11月18日 モスクワに戻って

 モスクワに戻った私たちは、1979年頃に立てられた巨大なホテル、コスモスに入った。日本からモスクワのホテルを予約しようとしたら、ツインの部屋で1泊6万円と言われ、飛び上がった。そんなに高いのではどうしようもないから、友人のカリストフに助けを求めたら、彼が懇意にしている旅行者の人に頼んで、ロシア人の泊まる値段でここを予約してくれたのだ。それでも1泊3万円だから安くはないが、クルスクに比べてずっと快適な部屋に落ち着き、心の安らぎを取り戻すことができた。法外な値段ではあるが、インターネットにも接続でき、1週間ぶりにメールを受信して、なにか普段の生活に戻った安心感を覚えるのは、「自分もインターネット中毒に冒されているのかな」とかすかな不安も感じるのだが。
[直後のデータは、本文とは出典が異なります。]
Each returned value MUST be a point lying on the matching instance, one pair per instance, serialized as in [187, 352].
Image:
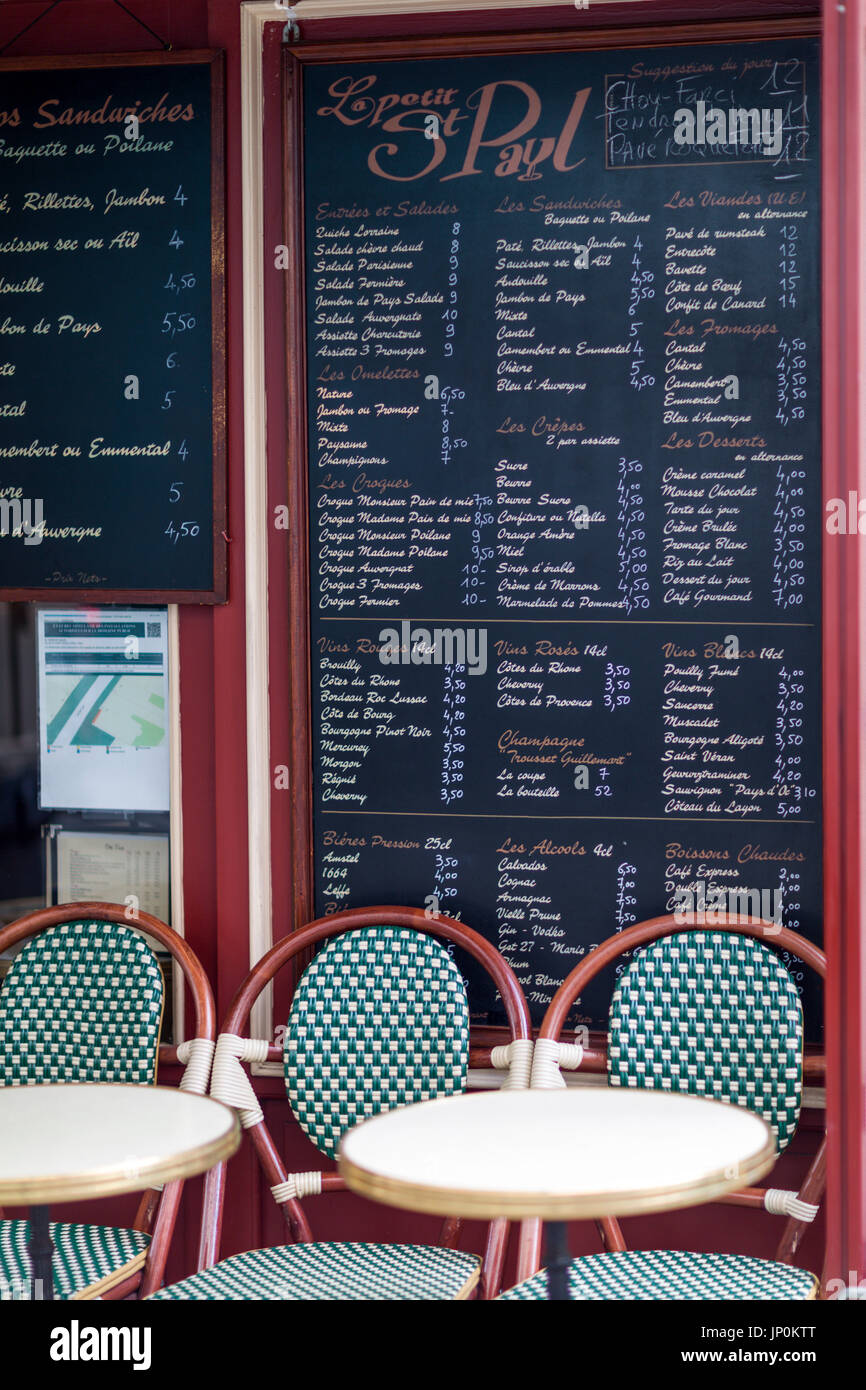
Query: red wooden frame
[237, 1020]
[570, 990]
[300, 674]
[157, 1211]
[217, 594]
[844, 423]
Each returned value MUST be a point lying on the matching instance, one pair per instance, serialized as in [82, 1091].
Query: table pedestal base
[41, 1250]
[558, 1260]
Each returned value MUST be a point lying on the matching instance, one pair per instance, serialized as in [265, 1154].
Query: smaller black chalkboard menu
[111, 328]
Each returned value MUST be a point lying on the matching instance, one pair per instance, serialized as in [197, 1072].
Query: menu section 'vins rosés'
[563, 477]
[111, 413]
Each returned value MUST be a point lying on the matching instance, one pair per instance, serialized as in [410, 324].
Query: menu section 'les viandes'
[111, 335]
[563, 476]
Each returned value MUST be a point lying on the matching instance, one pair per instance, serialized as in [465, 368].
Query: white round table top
[556, 1154]
[67, 1143]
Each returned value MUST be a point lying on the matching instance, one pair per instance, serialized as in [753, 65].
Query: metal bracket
[292, 31]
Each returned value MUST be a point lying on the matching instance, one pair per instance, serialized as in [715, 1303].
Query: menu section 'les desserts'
[563, 480]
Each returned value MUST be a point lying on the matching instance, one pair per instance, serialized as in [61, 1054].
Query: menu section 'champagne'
[563, 477]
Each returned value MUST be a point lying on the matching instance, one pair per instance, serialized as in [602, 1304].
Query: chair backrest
[378, 1019]
[711, 1014]
[734, 987]
[81, 1002]
[84, 1001]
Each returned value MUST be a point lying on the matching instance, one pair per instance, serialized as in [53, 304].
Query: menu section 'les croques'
[565, 512]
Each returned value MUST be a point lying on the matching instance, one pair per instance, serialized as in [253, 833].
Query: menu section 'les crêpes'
[110, 362]
[565, 512]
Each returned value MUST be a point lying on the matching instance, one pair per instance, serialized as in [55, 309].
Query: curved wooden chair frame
[157, 1209]
[570, 990]
[237, 1022]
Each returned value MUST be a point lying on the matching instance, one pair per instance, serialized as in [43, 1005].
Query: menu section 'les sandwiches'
[110, 270]
[563, 476]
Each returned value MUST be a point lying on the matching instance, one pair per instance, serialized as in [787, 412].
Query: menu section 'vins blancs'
[565, 521]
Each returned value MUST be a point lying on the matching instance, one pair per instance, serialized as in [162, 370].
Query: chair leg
[494, 1258]
[528, 1250]
[163, 1230]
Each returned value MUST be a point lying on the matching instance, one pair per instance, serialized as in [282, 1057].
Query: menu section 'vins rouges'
[110, 328]
[563, 476]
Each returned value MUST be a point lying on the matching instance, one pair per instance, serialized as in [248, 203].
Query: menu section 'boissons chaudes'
[565, 523]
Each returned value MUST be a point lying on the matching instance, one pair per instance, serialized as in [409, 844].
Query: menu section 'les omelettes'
[111, 412]
[563, 469]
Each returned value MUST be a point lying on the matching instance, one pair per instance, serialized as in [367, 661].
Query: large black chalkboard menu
[111, 328]
[562, 371]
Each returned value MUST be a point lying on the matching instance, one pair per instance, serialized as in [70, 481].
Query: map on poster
[103, 690]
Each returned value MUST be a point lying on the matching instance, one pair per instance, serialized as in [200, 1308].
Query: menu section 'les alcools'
[565, 512]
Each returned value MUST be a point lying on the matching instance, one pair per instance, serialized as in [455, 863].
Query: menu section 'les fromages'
[110, 392]
[563, 477]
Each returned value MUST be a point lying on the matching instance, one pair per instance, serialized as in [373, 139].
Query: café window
[85, 747]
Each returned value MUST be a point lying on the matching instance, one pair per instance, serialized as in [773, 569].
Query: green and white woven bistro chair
[377, 1020]
[708, 1012]
[82, 1001]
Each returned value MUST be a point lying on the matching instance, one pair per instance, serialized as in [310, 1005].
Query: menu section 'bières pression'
[565, 489]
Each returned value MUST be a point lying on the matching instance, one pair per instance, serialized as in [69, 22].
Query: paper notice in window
[103, 705]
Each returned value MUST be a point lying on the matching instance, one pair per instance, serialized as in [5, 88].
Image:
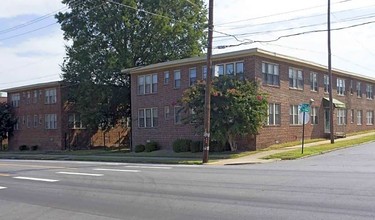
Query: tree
[108, 36]
[238, 108]
[7, 121]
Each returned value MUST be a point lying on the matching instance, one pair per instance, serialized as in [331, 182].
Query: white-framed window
[359, 90]
[341, 116]
[369, 93]
[177, 79]
[147, 84]
[36, 120]
[314, 115]
[192, 76]
[147, 117]
[352, 116]
[293, 115]
[340, 86]
[50, 121]
[178, 110]
[326, 83]
[270, 73]
[74, 121]
[166, 112]
[370, 117]
[295, 78]
[359, 117]
[15, 99]
[50, 96]
[273, 114]
[314, 81]
[166, 77]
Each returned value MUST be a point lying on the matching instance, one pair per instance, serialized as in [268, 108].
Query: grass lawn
[315, 150]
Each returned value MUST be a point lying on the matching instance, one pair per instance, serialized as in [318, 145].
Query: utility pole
[330, 74]
[207, 112]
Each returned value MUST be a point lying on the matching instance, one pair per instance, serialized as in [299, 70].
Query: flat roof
[248, 52]
[32, 86]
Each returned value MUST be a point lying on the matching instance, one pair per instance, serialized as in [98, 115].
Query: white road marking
[150, 167]
[35, 179]
[118, 170]
[81, 174]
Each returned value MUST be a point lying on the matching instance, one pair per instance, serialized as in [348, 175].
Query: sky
[32, 47]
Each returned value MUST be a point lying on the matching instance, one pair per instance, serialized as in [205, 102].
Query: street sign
[304, 107]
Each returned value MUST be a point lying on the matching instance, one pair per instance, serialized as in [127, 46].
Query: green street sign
[304, 107]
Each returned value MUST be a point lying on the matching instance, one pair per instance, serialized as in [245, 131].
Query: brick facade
[166, 131]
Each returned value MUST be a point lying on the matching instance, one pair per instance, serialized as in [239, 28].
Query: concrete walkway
[257, 157]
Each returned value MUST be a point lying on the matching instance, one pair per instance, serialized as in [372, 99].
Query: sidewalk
[256, 158]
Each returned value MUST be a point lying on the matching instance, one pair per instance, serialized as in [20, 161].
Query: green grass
[315, 150]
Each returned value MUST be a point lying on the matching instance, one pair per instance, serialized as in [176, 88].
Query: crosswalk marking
[35, 179]
[117, 170]
[81, 174]
[150, 167]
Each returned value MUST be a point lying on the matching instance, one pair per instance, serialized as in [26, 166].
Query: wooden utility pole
[330, 75]
[207, 112]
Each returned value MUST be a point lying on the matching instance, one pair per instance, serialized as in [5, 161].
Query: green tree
[108, 36]
[238, 108]
[7, 121]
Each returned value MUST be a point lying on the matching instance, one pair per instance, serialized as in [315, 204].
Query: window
[50, 121]
[294, 119]
[148, 118]
[359, 117]
[178, 114]
[177, 79]
[370, 117]
[340, 86]
[74, 121]
[314, 115]
[192, 76]
[166, 77]
[50, 96]
[270, 74]
[36, 121]
[369, 94]
[166, 112]
[326, 83]
[204, 72]
[359, 91]
[15, 99]
[341, 116]
[313, 82]
[273, 114]
[352, 116]
[295, 78]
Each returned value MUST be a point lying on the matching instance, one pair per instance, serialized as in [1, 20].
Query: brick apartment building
[289, 82]
[45, 118]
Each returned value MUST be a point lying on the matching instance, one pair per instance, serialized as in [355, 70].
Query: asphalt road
[338, 185]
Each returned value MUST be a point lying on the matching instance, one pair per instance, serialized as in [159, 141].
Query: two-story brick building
[47, 119]
[289, 82]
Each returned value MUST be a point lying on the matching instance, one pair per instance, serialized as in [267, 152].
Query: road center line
[81, 174]
[149, 167]
[35, 179]
[117, 170]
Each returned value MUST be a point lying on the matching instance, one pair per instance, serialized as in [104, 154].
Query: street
[337, 185]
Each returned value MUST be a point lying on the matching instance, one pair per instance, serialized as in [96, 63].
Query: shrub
[139, 148]
[23, 147]
[196, 146]
[151, 146]
[181, 145]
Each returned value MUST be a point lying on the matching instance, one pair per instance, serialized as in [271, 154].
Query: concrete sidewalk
[257, 157]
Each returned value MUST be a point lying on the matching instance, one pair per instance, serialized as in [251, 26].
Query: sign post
[304, 108]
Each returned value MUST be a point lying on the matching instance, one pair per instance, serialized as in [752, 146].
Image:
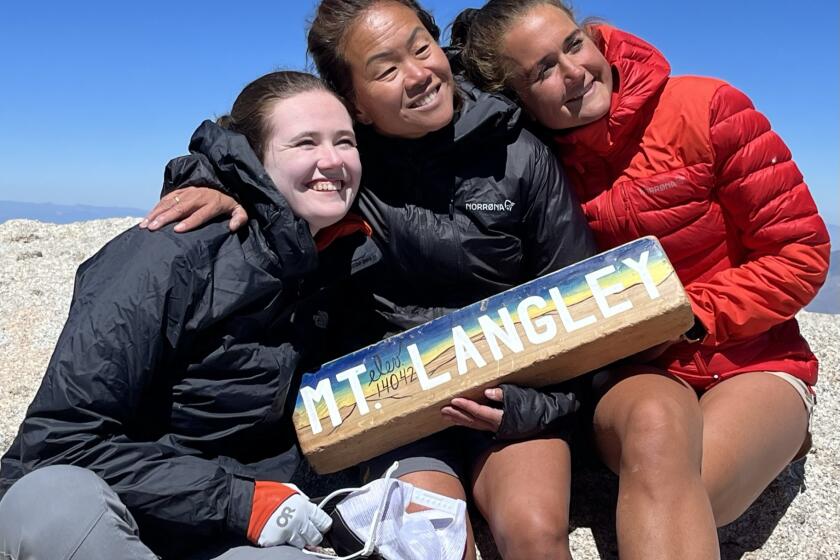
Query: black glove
[529, 412]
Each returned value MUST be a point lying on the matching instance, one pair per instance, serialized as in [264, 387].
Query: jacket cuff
[239, 505]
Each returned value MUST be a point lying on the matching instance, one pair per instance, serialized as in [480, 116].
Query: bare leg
[447, 485]
[753, 425]
[649, 430]
[522, 489]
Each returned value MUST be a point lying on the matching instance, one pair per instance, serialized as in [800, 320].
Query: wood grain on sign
[551, 329]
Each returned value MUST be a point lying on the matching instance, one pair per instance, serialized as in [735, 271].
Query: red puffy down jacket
[689, 160]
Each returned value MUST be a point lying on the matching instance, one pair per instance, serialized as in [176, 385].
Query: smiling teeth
[326, 186]
[425, 100]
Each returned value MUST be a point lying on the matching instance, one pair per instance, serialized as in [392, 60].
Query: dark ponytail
[478, 34]
[250, 112]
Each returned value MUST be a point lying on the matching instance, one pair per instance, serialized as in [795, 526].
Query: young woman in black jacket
[162, 426]
[464, 203]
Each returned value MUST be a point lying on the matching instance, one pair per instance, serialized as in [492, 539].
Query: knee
[662, 436]
[535, 534]
[49, 498]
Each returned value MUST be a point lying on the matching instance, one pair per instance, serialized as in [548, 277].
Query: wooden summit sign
[556, 327]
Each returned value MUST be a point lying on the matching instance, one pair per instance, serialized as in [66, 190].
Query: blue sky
[95, 97]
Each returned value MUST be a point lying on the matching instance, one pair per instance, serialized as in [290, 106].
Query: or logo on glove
[282, 514]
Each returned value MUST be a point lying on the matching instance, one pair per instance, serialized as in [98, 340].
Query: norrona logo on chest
[505, 206]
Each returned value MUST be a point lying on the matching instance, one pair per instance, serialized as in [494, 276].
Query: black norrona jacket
[460, 214]
[173, 375]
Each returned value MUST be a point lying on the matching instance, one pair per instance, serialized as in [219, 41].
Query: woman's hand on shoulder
[193, 207]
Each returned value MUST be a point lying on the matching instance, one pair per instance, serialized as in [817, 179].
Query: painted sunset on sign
[385, 370]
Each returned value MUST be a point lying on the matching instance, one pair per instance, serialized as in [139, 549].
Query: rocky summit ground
[798, 516]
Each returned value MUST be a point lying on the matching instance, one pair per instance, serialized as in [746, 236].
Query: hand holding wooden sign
[556, 327]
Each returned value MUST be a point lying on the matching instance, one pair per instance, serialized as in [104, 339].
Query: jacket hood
[640, 72]
[236, 163]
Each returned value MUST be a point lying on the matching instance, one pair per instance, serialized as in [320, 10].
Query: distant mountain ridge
[61, 213]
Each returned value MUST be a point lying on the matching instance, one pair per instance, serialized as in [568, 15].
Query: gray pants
[69, 513]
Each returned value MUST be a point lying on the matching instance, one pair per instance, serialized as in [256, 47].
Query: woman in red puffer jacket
[699, 427]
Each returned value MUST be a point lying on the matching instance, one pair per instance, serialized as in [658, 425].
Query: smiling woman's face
[311, 156]
[402, 82]
[560, 76]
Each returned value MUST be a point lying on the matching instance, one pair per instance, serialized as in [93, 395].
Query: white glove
[296, 521]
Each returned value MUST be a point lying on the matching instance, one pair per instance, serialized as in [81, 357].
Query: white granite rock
[797, 517]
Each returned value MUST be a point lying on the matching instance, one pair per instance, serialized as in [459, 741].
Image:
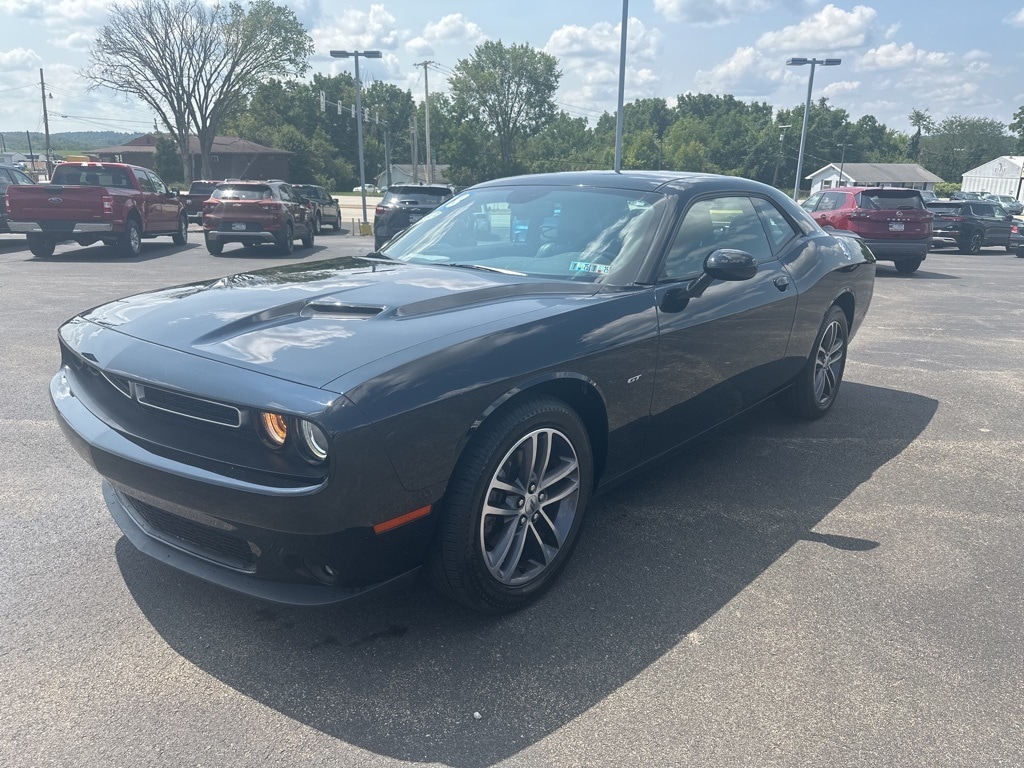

 昨日の午後は、モスクワの盲人連合の建物にあるホールで、小さなコンサートを行った。しかし、3時から演奏するのだと思っていたら、まずカリストフの「音の絵」と称するアートの上演があり、4時半まで待たされる羽目になった。言葉が通じないための誤解もあったのだが、ただでも夜行の旅で疲れ切っていた私は、もう切れる寸前まで行ってしまった。だが、「ロシアへ来ることも、ここで弾くことも、自分の判断で引き受けたのだから、ここで切れてはいけない」と言い聞かせ、なんとか無事に演奏した。聴衆は多くはなかったが、終わると「スパシーヴァ(ありがとう)」と声をかけてくれる人もいて、和やかな雰囲気のうちに終わった。

 その後は、妻と二人だけで「新オペラ劇場」へリムスキー・コルサコフの「雪娘」を見に行ったが、タクシーが別の所へ連れて行ってくれたりで、本当に目的地に行き着くのかはらはらしてしまった。オペラ事態は、とても緊張感のある良い演奏で、十分に堪能した。歌手たちも好調で、民謡風のメロディーがたっぷり織り込まれたロシア的な音楽に、私は心からの満足を覚えた。

 だが、終わるや否や、私たちは厳しい現実世界に放り出された。カリストフは、劇場でタクシーを予約してもらえと言ったが、英語のできる係と交渉したものの、電話はできないと断られた。通りでタクシーを拾おうとしたが、全然無理なので、結局20分余りも雪の道を歩いて、ようやく地下鉄の駅にたどり着き、電車を2度乗り換えてホテルへ帰ってきた。ヴァイオリンと重い荷物があったので、美寧子も私も、もう疲れ切ってしまった。私ほどロシアへの思い入れが強くなさそうな美寧子にとっては、「なんで亭主の道楽に付き合ってこんなところまで来なければいけないんだろう」と思ったかもしれない。当分は、彼女のご機嫌を損ねないように注意しなければいけないだろう(笑)。

 今朝は、40年前にオイストラフに会うためにモスクワ音楽院を訪れた私に、オイストラフのレッスンを補助する形で長時間のレッスンをして下さったヴィクトル・ピカイゼン氏と連絡が取れ、明日の夜会えることになった。今日はボリショイ劇場へ「白鳥の湖」を見に行って、子供の頃から大好きなこの音楽に浸ることにしている。私のノスタルジーを大いに満足させてくれるモスクワ滞在になりそうだ。